At 18 I went to Fribourg to do an advanced course in French for the summer.  It was a wonderful blend of students from around the world.  We all spoke various languages and were inspired by different reasons for being there, but we became very close very quickly because of our unique circumstances and being in that place at that time together.

I avoided calling home for the fact that I did not want to return.  I remember being in the phone booth on the line with my father telling me I had to come back to Canada because school was starting for the fall, dropping to the ground in sobs, knowing I would never feel the same connection with the relatively homogenous student body of an Ontario College.  I felt it to my very bones that I was at home there in Switzerland, with people who were open and delighted by one another's diversified backgrounds, who could juggle three languages at the drop of a hat, who were hungry to see and learn as much as they could in as many places as they could, who had experienced a rich cultural heritage that fed their identities in a unique, but differentiated manner.
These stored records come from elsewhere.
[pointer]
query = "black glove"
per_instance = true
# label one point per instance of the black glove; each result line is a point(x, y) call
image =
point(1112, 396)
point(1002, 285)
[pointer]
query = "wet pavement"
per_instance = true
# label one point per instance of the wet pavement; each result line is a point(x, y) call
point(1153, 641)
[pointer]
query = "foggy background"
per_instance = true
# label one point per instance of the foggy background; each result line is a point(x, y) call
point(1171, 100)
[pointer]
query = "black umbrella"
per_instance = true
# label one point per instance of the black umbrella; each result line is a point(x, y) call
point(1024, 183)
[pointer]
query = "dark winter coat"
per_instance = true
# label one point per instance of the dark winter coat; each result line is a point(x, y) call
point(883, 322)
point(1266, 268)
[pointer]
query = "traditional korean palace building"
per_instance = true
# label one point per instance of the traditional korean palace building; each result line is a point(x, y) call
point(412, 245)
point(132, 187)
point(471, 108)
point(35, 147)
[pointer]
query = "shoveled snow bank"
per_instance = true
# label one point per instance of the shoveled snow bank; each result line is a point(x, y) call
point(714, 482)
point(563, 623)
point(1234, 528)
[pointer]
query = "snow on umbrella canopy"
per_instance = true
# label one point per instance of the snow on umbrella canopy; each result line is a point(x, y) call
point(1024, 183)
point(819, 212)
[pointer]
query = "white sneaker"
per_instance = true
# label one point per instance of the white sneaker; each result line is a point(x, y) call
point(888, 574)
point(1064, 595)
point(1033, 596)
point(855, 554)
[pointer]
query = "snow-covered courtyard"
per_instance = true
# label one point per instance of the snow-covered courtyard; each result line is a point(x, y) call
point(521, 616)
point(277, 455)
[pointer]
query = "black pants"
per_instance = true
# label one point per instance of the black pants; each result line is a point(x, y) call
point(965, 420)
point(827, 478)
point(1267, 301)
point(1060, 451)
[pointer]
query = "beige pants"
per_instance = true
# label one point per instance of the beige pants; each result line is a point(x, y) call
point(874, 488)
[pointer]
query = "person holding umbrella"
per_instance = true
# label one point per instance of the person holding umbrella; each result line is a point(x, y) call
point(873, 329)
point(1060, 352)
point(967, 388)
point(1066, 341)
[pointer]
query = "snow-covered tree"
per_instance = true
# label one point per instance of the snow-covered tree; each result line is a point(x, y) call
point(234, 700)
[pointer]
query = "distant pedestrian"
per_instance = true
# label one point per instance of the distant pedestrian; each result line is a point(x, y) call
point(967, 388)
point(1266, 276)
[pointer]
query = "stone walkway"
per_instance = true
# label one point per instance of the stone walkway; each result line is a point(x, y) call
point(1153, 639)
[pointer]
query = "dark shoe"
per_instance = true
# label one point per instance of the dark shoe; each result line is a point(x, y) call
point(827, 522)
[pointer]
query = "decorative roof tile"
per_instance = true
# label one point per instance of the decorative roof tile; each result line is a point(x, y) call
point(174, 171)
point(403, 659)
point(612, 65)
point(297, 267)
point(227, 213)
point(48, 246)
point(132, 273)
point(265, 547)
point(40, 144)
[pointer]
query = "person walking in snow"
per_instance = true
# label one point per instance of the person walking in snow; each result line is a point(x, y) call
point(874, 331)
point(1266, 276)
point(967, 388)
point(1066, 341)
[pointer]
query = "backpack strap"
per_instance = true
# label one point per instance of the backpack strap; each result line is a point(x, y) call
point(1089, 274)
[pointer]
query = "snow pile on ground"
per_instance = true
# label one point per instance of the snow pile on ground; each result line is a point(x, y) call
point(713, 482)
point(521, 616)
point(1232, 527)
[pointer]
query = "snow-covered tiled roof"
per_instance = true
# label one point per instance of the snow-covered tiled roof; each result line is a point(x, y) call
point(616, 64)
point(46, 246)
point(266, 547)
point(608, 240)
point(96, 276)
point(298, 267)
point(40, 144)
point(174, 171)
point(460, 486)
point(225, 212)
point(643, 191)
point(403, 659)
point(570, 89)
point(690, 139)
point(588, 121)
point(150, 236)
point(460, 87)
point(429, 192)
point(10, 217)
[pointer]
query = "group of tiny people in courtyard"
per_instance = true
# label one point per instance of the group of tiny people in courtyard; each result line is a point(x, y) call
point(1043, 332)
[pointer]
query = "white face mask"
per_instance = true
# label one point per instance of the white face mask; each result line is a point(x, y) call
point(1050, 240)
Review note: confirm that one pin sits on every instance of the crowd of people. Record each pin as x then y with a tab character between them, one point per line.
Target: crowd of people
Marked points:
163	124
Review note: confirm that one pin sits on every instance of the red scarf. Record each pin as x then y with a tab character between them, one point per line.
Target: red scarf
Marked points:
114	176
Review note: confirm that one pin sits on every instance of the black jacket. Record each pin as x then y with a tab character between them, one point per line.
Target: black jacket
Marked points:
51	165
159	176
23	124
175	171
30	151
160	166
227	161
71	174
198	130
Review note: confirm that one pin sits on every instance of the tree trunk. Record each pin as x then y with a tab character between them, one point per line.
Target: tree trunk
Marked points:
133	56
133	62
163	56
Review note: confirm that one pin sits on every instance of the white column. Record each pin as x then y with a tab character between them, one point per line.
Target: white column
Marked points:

This memory hardly registered when I applied to the school.  I thought about being closer to family and in a country I really appreciated for it's beauty, and high standards of work, ethics and service.  It was only as the time grew nearer to the acceptance date that I could see I had to do this as part of finishing what was started and left unfinished so many years ago.  Whether or not I go for this one primer class in the fall and sign up for the entire 2-year program, it gives me a great sense of satisfaction to know I will be able to make my own conclusive evaluation and decision and gain closure on a part of my past that was left undone.  Not to mention learning in an environment with global input on the state of economic affairs and their impact on humanity, unfiltered by media or propaganda.

With the US elections on the front page for the next year, and the circus that has become, it is a most welcome opportunity.